Se cacher fut aisé et après la fermeture de toutes les portes, ils se faufilèrent dans les ténèbres à bord du canot de leurs fantasmes. À la lueur d’une lampe de poche ils découvrirent qu’il y avait dans leur refuge marin tout ce qu’il fallait pour survivre au hasard des vagues : un sextant, une boussole, un compas, des cartes, des pagaies, une petite voile de secours, des couvertures, une trousse de pharmacie, un réchaud à butagaz, des fusées de détresse, un matériel de pêche au large. Mais ils ne trouvèrent évidemment aucune réserve de nourriture ou d’eau potable. On n’avait pas l’habitude d’exposer du dégradable dans un musée. La jeune fille se reprocha un instant de ne pas avoir pensé à emporter quelques sandwiches pour un fru-
gai repas du soir, mais jouer le jeu donnait un charme supplémentaire à l’aventure. Et, de toute façon, ils se pelotonnèrent très tôt dans leur abri en caoutchouc et la faim qu’ils avaifent l’un de l’autre leur fit oublier leur jeûne forcé.
Ils dormirent longtemps et profondément. Non sans penser, au réveil, que jetés détrempés au fond de ce même esquif au gré des lames d’une tempête, la nuit aurait été beaucoup moins sereine.
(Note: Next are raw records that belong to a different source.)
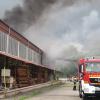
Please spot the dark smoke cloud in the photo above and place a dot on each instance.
(23, 17)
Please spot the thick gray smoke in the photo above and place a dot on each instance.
(22, 17)
(63, 28)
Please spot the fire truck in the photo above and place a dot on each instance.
(89, 77)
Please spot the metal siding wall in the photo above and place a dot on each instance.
(15, 48)
(22, 51)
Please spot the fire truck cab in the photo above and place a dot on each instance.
(89, 77)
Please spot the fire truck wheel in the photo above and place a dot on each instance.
(85, 97)
(80, 92)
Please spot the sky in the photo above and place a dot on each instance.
(67, 29)
(8, 5)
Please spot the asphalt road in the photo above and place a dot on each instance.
(62, 93)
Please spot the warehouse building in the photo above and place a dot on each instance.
(21, 62)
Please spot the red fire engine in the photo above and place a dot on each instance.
(89, 77)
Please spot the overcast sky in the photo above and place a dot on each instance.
(8, 5)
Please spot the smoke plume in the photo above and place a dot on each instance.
(62, 28)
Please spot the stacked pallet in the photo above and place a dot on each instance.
(22, 76)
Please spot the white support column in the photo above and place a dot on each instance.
(7, 49)
(18, 48)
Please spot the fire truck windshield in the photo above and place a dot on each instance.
(93, 67)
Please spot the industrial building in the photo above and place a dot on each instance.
(21, 62)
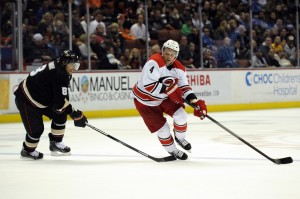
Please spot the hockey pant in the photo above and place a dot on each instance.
(156, 122)
(32, 118)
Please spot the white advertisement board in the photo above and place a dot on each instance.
(257, 86)
(112, 90)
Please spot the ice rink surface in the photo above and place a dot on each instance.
(219, 167)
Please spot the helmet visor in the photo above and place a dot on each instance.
(76, 66)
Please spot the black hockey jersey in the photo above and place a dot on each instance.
(47, 86)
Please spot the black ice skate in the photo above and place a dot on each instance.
(184, 144)
(35, 155)
(179, 154)
(59, 149)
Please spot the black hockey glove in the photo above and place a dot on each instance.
(79, 118)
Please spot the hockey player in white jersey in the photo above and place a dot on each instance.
(160, 89)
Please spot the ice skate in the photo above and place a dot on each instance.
(35, 155)
(184, 144)
(59, 149)
(179, 154)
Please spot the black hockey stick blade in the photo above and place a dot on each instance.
(163, 159)
(286, 160)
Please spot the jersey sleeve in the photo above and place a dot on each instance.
(184, 84)
(60, 90)
(150, 80)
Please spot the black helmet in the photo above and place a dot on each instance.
(68, 56)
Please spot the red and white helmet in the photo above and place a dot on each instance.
(172, 45)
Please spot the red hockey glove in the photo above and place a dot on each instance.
(79, 119)
(200, 109)
(175, 94)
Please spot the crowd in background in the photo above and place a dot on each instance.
(118, 33)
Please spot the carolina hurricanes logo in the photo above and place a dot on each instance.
(168, 81)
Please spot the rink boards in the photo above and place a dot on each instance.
(108, 94)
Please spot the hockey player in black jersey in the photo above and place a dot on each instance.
(45, 92)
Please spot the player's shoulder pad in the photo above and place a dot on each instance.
(178, 65)
(158, 59)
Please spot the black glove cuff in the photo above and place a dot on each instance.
(190, 97)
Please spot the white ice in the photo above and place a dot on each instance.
(219, 167)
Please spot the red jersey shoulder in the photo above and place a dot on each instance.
(158, 59)
(179, 65)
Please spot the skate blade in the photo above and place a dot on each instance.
(57, 153)
(29, 159)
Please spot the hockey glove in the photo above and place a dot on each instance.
(175, 94)
(79, 119)
(200, 109)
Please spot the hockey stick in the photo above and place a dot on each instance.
(164, 159)
(286, 160)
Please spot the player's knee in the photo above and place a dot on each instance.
(164, 131)
(180, 116)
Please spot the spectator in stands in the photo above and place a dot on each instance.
(195, 38)
(124, 27)
(241, 52)
(81, 43)
(57, 44)
(77, 28)
(99, 32)
(45, 7)
(186, 27)
(125, 59)
(196, 20)
(114, 34)
(174, 19)
(276, 45)
(222, 31)
(98, 19)
(100, 50)
(44, 23)
(156, 48)
(207, 40)
(183, 44)
(139, 29)
(266, 46)
(156, 23)
(209, 60)
(38, 52)
(112, 58)
(61, 28)
(225, 55)
(290, 49)
(272, 58)
(189, 58)
(259, 60)
(283, 61)
(205, 21)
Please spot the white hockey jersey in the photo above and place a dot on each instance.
(149, 89)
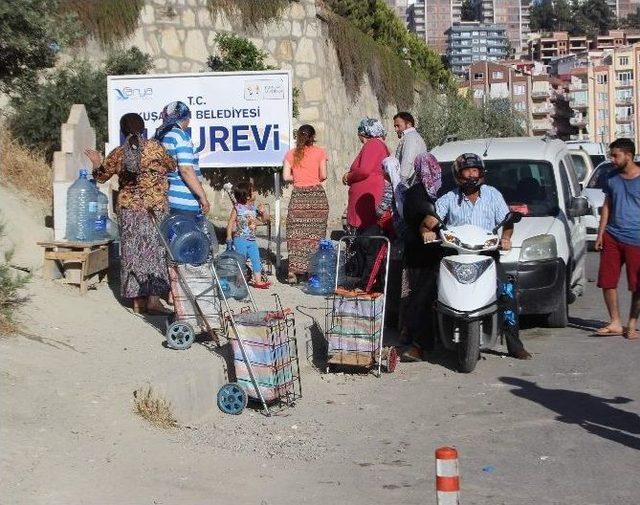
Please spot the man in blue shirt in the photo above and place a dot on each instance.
(619, 238)
(474, 202)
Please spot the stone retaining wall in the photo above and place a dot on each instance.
(180, 36)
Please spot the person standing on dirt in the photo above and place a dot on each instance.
(411, 144)
(477, 203)
(619, 238)
(142, 167)
(186, 194)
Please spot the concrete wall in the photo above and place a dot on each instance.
(180, 37)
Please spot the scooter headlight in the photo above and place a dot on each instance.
(466, 273)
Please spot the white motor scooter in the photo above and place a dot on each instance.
(467, 306)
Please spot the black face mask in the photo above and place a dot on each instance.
(471, 184)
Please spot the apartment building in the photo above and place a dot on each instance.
(430, 20)
(622, 8)
(545, 48)
(469, 42)
(604, 96)
(514, 15)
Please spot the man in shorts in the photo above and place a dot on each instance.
(619, 238)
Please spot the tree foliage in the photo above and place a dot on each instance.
(42, 105)
(26, 41)
(452, 115)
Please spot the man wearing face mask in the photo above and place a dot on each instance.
(474, 202)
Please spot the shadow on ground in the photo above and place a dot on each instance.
(594, 414)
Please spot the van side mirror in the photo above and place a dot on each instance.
(511, 218)
(579, 206)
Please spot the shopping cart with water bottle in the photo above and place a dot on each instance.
(354, 318)
(263, 343)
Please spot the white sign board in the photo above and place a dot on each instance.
(238, 119)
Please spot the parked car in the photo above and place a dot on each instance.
(582, 164)
(596, 150)
(536, 178)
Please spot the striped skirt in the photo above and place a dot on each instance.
(143, 265)
(306, 225)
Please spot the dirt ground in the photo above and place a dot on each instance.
(561, 429)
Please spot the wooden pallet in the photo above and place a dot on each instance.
(81, 263)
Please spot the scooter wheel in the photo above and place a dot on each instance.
(232, 399)
(180, 336)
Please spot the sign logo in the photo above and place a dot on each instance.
(127, 93)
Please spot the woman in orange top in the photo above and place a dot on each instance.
(306, 167)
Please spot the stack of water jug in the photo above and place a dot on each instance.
(88, 212)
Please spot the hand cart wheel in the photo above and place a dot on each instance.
(391, 360)
(180, 335)
(232, 398)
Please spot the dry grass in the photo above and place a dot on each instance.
(154, 409)
(25, 169)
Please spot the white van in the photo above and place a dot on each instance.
(536, 177)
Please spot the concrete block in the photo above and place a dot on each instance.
(191, 389)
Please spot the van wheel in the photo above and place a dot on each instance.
(469, 348)
(559, 318)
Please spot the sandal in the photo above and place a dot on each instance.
(607, 331)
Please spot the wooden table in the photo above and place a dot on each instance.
(82, 263)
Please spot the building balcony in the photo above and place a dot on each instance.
(541, 111)
(578, 86)
(580, 122)
(575, 104)
(625, 100)
(537, 95)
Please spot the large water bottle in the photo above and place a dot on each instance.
(82, 207)
(322, 269)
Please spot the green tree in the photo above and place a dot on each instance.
(452, 115)
(632, 20)
(39, 112)
(26, 42)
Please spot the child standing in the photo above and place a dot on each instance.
(241, 230)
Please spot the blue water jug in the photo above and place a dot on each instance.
(82, 208)
(102, 215)
(322, 269)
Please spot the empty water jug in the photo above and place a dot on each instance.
(322, 269)
(82, 208)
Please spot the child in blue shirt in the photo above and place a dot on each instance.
(241, 229)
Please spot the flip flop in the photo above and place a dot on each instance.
(606, 331)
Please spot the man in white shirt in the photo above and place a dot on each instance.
(411, 144)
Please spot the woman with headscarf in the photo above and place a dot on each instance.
(306, 166)
(186, 194)
(421, 258)
(365, 178)
(142, 167)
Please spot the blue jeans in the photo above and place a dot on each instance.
(249, 249)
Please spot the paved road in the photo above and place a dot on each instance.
(560, 429)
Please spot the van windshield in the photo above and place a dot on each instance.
(527, 186)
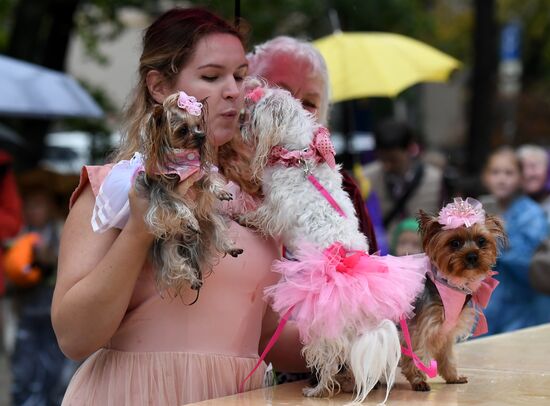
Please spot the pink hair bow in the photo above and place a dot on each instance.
(461, 212)
(255, 95)
(189, 104)
(323, 146)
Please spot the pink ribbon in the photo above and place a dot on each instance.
(326, 195)
(481, 298)
(321, 149)
(461, 212)
(189, 104)
(431, 370)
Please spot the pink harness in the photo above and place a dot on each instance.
(454, 299)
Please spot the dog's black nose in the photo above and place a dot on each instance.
(471, 258)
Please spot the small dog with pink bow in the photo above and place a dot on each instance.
(173, 169)
(344, 301)
(462, 244)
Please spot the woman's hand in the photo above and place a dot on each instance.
(96, 277)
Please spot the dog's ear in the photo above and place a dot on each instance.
(496, 227)
(157, 141)
(428, 226)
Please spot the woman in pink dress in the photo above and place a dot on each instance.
(141, 347)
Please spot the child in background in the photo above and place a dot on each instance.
(405, 238)
(514, 303)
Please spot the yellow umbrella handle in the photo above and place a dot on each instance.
(364, 182)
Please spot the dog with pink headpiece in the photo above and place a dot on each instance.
(345, 302)
(461, 243)
(174, 170)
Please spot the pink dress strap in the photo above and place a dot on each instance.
(92, 174)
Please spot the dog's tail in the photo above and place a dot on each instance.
(375, 355)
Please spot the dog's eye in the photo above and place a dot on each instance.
(456, 244)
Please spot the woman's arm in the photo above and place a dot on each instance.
(96, 276)
(286, 353)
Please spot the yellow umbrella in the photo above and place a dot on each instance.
(371, 64)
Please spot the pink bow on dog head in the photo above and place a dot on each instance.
(461, 212)
(323, 146)
(189, 104)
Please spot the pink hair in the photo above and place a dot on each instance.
(301, 51)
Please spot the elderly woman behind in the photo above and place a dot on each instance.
(536, 180)
(299, 68)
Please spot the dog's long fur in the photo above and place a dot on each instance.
(464, 256)
(189, 230)
(294, 210)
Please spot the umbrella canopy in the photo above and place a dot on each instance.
(28, 90)
(373, 64)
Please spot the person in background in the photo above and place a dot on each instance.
(535, 180)
(40, 371)
(11, 220)
(299, 67)
(514, 304)
(536, 184)
(405, 238)
(401, 183)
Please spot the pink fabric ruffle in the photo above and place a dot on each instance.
(337, 288)
(119, 378)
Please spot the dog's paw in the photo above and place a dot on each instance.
(421, 386)
(314, 392)
(235, 252)
(224, 195)
(458, 380)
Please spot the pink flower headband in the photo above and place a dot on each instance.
(189, 104)
(255, 95)
(461, 212)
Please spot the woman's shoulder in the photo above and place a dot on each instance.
(92, 175)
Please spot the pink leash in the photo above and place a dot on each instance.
(326, 194)
(431, 371)
(268, 347)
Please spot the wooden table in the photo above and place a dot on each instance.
(506, 369)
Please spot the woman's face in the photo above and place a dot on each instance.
(287, 73)
(215, 73)
(534, 173)
(502, 176)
Mais plusieurs détails les perturbèrent quand ils s’extirpèrent de leur repaire de survie océanique. D’abord, il était 10 heures et ils n’entendaient pas le moindre bruit, aucun signe de vie. Ensuite, ils s’étaient laissé enfermer dans une sorte de vaste enclave sans fenêtre ni lucarne et même si elle s’ouvrait sur une salle du musée, elle en était séparée par un grillage coulissant caché par un mur pour aller se souder dans celui d’en face et ces barreaux semblaient aussi solides que ceux d’une cellule de prison. Enfin, non seulement les naufragés du parquet auraient donné cher pour une tasse de café chaud, mais ils commençaient à avoir assez faim. Ils fouillèrent leurs cent mètres carrés d’espace bourré de maquettes, de tableaux, de vieux cordages, de grappins, d’objets en bois ou en cuivre, en fonte ou en bronze, mais ils ne trouvèrent aucun robinet d’eau et pas le moindre aliment à se mettre sous la dent, pas même un poisson congelé, une boîte de conserve ou un paquet de biscuits de mer.
Personne ne pénétra dans le bâtiment au cours de la journée. Pas un visiteur, pas un gardien, pas même un surveillant. Ils en arrivèrent à se dire que ce devait être le jour de la fermeture hebdomadaire. Mais le lendemain n’apporta aucun changement : toujours personne, aucun signe de vie, aucun bruit de pas.
Le surlendemain, ils n’eurent plus qu’une seule hantise : s’évader de leur cage et arriver jusqu’à une porte de sortie.
Mais ils s’acharnèrent en vain durant des heures pour tenter de débloquer le grillage d’acier qui ne pouvait s’ouvrir que de l’extérieur par un système électronique. Ils cherchèrent ensuite comment trouver quelques gouttes d’eau ou quoi grignoter. En vain. La faim, la soif finissaient par ronger leurs forces, les mener au seuil du délire. Et peu à peu, inexorablement, au gré des heures, la révolte bascula dans les dérèglements de la terreur, jusqu’au grand froid de la panique et au déraillement de la logique.
Logique si banale en dehors du lieu clos où ils croupissaient, tellement quotidienne. Depuis le soir où le couple s’était laissé enfermer dans ce mausolée nautique, les gardiens de musée s’étaient mis en grève après les traditionnels préavis. Les tractations traînaient en longueur, on n’arrivait pas à un accord.
La grève dura douze jours, très exactement.